The stakes could hardly be higher. Recent years have seen a proliferation of AI applications in healthcare, from radiology algorithms that flag potential tumors on scans to predictive tools that anticipate patient deterioration in intensive care units. The potential benefits are enormous: increased accuracy, earlier interventions, and the hope of democratizing access to high-quality care. But these advances are shadowed by a history of high-profile failures and ethical lapses. In some cases, AI systems have been found to perpetuate bias, producing less accurate results for women or people of color. In others, a lack of transparency has made it impossible for clinicians to understand — let alone challenge — an algorithm’s recommendations. For patients, the sense of being at the mercy of a “black box” can erode confidence in the very systems designed to help them.

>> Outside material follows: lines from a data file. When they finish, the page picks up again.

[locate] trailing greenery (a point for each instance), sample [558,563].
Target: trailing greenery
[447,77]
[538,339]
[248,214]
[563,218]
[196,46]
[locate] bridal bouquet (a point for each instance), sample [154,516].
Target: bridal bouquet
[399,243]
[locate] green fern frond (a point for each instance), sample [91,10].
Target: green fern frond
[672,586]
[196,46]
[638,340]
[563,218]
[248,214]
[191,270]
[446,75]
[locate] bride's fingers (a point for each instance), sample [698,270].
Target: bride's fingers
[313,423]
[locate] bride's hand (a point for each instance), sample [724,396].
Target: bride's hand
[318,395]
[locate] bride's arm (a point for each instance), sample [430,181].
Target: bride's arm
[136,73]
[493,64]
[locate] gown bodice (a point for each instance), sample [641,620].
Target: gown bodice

NAM’s code seeks to address these concerns head-on. It calls for transparency in how algorithms are developed and validated, the inclusion of diverse data sets to minimize bias, and continuous post-deployment monitoring to catch unforeseen problems. It also emphasizes the importance of patient consent and data privacy, insisting that individuals must have a say in how their information is used and that their rights must be protected. Importantly, it recognizes that AI is not static — what works safely today may become hazardous tomorrow as data patterns shift or adversarial actors probe for weaknesses.
AAMI’s endorsement of the code is thus more than a box-ticking exercise; it is a recognition that the credibility of AI in healthcare depends on ongoing vigilance and a willingness to course-correct as new challenges emerge. It is also an invitation to other stakeholders — including regulators, hospital systems, and technology firms — to join in a shared project of ethical stewardship.
The timing of this announcement is significant. Governments around the world are grappling with how best to regulate AI, and the European Union’s landmark AI Act is set to impose strict requirements on high-risk systems in healthcare and other sectors. In the United States, the Food and Drug Administration (FDA) has issued guidance on the use of AI in medical devices, but a comprehensive regulatory framework remains a work in progress. In this context, industry-led initiatives like the NAM code, backed by organizations such as AAMI, could help fill the gaps and establish a baseline of expectations for safe and ethical conduct.
Yet, for all the promise of codes and standards, their impact will ultimately be measured by what happens in practice. Will developers invest the time and resources needed to root out bias and ensure transparency? Will hospitals and clinicians demand evidence that an AI tool performs well across diverse populations before adopting it? Will patients be given a genuine voice in decisions about how their data is used? The answers to these questions will determine whether AI fulfills its potential to improve healthcare — or becomes just another source of risk and inequity.
For now, AAMI’s decision to align with the NAM AI Code of Conduct is a welcome signal of intent. It recognizes both the promise and the peril of a technology that is fast becoming ubiquitous, and it places the values of safety, transparency, and equity at the center of the conversation. In an era when algorithms can save lives — or imperil them — such leadership is not just desirable. It is essential.